Alan has a silver eyed bloke tied to a chair and is
beating him with a pipe to find “her” (I’m guessing Julia) – apparently he’s
had chance to contact the authorities but no-one believes him because a) Ilaria
is that powerful and b) his story is “immortals are creating a plague of
zombies” which lacks creditability, somewhat
Having had our little time machine moment, I assume to
try and keep things compelling since the show has been renewed for a second
season, it’s back to the normal time line:
Day 13
Cut to the present where the ominous but rather
disappointing Scythe (seriously,
Alan smacked him and that was it, he was captured. This is Ilaria’s most lethal
assassin? A manchild with mummy issues? Not impressed) has been captured
and Julia wants to know where her mother is; she hits him and Alan objects
Is this supposed to be a “look how much Alan changes!”
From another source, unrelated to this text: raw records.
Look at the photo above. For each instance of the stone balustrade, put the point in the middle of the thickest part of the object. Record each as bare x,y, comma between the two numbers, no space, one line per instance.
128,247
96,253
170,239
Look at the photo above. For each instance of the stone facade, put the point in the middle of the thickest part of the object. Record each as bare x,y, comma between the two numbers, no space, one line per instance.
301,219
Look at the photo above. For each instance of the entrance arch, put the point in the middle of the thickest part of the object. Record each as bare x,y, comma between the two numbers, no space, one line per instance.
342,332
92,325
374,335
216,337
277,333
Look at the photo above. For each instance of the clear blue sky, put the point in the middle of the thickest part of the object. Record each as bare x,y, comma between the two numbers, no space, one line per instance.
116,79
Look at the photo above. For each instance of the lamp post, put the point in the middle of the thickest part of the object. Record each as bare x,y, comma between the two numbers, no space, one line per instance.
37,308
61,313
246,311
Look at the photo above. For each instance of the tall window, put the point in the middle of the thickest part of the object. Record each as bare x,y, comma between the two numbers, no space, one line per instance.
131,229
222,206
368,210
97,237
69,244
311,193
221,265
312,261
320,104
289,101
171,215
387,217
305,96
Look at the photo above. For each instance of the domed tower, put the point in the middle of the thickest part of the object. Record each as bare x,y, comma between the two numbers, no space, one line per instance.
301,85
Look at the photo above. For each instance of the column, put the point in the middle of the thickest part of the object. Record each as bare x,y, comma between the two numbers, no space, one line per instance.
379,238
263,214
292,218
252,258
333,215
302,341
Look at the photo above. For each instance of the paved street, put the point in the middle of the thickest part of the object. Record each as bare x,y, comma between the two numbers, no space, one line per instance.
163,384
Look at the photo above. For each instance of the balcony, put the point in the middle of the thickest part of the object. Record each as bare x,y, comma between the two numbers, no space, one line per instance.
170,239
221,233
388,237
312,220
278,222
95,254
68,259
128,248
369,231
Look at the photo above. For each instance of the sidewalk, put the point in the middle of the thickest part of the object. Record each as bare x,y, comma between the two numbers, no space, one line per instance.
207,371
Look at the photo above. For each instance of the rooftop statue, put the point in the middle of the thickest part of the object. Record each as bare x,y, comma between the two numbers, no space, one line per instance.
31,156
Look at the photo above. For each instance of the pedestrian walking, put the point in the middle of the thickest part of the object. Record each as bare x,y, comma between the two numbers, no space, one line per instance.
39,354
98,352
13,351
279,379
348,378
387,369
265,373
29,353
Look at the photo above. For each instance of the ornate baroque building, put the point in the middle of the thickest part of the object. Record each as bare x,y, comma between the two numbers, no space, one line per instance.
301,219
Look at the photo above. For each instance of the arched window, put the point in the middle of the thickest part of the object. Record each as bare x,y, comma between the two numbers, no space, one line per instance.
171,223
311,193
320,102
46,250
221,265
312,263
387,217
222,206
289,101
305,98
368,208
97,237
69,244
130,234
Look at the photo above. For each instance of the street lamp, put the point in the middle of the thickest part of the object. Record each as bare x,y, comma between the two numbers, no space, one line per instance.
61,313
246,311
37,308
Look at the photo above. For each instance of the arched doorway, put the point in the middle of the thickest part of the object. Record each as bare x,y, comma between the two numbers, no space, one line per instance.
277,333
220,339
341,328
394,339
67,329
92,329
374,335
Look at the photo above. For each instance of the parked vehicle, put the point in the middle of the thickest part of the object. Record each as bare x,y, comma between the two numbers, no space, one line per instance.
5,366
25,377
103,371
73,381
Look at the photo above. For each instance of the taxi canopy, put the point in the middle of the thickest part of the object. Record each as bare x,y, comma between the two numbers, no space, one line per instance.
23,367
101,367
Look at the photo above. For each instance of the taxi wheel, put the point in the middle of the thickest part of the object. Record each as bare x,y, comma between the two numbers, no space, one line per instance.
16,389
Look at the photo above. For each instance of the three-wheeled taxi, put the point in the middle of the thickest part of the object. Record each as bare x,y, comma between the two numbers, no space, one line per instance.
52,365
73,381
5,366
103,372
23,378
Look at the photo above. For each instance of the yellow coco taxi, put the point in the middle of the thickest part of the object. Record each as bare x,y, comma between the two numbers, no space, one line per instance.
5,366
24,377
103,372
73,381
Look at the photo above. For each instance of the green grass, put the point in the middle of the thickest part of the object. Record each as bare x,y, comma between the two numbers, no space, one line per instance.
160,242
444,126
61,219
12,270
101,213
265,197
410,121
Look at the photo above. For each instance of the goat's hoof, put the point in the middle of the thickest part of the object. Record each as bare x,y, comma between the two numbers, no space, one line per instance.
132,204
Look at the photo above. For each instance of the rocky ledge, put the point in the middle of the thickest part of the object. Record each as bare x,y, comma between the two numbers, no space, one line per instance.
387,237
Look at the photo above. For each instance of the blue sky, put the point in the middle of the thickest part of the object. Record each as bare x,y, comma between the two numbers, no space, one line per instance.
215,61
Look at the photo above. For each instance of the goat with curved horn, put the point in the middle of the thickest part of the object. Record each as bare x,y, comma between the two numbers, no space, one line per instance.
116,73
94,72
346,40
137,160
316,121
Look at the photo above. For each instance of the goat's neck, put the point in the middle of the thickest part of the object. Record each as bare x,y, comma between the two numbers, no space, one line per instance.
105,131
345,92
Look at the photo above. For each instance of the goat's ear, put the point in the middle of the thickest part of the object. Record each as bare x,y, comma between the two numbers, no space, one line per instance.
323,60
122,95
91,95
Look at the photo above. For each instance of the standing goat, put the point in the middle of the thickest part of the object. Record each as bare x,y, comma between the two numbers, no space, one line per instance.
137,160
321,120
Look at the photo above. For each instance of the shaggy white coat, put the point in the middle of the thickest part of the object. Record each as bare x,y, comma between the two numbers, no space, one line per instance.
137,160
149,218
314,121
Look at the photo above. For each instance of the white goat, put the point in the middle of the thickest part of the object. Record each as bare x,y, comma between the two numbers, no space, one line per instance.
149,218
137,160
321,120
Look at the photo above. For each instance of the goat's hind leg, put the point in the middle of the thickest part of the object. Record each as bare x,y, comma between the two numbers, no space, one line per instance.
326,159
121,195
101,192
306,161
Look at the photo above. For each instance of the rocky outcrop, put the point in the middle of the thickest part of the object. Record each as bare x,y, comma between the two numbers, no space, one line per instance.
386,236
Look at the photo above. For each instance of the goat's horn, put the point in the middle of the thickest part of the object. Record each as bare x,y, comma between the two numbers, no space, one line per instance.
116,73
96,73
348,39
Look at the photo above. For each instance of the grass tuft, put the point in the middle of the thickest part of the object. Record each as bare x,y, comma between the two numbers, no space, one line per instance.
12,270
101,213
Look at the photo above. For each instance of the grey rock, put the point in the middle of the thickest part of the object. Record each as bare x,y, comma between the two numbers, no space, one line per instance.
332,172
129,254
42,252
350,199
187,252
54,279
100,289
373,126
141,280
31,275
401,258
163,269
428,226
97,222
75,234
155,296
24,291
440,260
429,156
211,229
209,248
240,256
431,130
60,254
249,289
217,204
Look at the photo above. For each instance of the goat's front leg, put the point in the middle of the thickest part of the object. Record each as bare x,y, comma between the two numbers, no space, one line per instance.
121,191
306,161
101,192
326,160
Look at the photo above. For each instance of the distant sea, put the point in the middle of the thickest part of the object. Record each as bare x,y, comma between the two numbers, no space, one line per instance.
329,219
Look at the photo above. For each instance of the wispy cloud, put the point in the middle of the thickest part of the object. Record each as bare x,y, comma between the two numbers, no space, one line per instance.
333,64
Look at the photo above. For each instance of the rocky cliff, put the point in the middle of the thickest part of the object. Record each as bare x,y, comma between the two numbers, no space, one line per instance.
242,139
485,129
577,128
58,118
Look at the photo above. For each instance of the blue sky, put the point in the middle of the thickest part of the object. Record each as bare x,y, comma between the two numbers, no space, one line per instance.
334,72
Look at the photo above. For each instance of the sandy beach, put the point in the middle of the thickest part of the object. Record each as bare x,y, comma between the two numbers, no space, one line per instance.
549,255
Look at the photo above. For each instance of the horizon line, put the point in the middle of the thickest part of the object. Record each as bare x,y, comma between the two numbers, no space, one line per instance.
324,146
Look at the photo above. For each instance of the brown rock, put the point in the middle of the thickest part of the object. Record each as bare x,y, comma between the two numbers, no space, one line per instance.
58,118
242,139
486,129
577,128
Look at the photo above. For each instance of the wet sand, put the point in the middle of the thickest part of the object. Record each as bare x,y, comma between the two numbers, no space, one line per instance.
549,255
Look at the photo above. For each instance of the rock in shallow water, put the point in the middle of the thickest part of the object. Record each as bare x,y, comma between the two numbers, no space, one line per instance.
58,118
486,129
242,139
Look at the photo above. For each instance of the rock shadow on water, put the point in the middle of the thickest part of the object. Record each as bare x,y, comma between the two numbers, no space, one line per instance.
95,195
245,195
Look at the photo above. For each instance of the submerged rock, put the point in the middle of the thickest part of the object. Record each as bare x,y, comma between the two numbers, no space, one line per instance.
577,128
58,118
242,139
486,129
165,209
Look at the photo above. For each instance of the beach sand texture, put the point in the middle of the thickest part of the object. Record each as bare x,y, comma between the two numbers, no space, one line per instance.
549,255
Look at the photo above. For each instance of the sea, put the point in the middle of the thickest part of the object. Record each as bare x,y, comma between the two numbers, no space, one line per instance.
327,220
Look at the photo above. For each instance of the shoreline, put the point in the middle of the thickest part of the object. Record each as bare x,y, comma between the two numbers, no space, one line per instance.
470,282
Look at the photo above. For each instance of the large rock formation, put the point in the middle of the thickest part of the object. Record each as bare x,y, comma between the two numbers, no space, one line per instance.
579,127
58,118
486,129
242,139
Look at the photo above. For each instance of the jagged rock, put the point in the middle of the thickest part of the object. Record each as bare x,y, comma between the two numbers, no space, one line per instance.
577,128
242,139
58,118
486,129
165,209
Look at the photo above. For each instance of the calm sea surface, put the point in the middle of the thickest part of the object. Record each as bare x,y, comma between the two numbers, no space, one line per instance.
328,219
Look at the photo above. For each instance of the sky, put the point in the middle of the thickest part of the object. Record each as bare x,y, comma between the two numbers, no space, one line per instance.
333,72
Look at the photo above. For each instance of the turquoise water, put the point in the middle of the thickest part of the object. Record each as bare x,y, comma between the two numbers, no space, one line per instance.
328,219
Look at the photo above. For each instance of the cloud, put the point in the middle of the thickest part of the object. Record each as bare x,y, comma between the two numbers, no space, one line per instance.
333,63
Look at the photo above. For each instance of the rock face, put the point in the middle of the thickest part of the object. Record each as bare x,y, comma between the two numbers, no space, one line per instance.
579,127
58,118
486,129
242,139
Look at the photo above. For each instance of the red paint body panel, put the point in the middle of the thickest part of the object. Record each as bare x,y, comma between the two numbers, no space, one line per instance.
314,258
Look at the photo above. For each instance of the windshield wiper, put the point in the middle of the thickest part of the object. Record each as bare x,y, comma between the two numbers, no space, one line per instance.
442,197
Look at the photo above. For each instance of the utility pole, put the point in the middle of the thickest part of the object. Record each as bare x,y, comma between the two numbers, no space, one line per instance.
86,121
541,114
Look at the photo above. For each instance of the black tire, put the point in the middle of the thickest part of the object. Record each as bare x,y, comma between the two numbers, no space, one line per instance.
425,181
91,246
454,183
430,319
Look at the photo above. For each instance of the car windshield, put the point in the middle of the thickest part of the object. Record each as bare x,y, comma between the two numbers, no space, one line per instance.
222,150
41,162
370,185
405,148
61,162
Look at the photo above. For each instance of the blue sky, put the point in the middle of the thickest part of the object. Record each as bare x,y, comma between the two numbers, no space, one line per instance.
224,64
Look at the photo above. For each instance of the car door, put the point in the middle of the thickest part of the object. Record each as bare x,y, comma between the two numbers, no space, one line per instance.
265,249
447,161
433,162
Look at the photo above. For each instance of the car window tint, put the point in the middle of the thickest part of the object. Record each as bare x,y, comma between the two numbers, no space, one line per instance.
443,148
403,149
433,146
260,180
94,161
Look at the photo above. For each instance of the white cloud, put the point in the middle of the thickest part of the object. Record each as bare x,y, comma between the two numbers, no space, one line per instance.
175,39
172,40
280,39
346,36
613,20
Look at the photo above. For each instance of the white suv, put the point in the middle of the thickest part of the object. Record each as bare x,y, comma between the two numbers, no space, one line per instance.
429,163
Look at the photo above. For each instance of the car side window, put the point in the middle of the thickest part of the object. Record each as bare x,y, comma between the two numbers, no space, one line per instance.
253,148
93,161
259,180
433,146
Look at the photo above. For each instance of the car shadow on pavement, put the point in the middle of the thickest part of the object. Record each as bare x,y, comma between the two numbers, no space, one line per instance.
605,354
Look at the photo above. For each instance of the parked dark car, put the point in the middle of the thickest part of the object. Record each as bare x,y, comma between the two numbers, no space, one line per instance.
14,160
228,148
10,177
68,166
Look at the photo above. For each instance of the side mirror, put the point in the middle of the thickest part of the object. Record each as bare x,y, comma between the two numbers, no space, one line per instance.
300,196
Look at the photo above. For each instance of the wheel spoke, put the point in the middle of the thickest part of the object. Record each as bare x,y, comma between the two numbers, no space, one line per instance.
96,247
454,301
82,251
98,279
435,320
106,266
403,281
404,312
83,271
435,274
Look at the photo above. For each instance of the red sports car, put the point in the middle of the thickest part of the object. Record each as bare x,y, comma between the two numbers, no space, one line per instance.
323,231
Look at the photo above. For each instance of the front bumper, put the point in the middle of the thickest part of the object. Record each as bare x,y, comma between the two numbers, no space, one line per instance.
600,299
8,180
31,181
moment? Because it doesn’t work – he’s a control freak and a bully, this is
established – I see it more as him inserting his own control. Or maybe because
it’s Julia missing the finger and the relative rather than him missing someone
he cares about.
She goes to Hiroshi who is grieving hard for Miksa. She
comforts him and Hiroshi admits he would have chosen Julia because flesh and
blood > adoption (a message that I’m starting to see a little too often) –
and he didn’t tell Julia that her mother was alive because Ilaria would just
have used the knowledge against her in the same way Hiroshi was forced to
create Narvik. The same reason he never told her about being her father. His
motivation at last!
More questioning of Scythe and this time Alan stops Peter
going all intensive-interrogation on him. Scythe has all the power, isn’t
impressed by their threats or deals and tells them to check out some news he
downloaded before he got to the base: There’s been a viral outbreak in Puerto
Rico. Hundreds infected – one of the symptoms is black blood. It looks like
Narvik is out. Alan assumes Sergio got it off the base
Out on the ice, Anana and Toluk look for Sergio who left after Toluk did the “I’m guarding my sister” thing. Toluk is sure that special forces Sergio will be fine. Anana thinks Brazilian Sergio is hardly experienced in arctic conditions.
And Segrio, far from delivering evil viruses, collapses
on the ice where he’s tramping around on foot. Which isn’t a good idea. Toluk
and Anana, in between some nice little cultural references, seem to accept how
hopeless it is to find one man on the ice. But Sergio isn’t dead – he wakes up
inside and being smacked by Blake (Scythe minion #2) who apparently has history
with Sergio and wants some backup with the Scythe a prisoner. She shows off the
cure and virus that she has and suggests that Sycthe wanted to be captured.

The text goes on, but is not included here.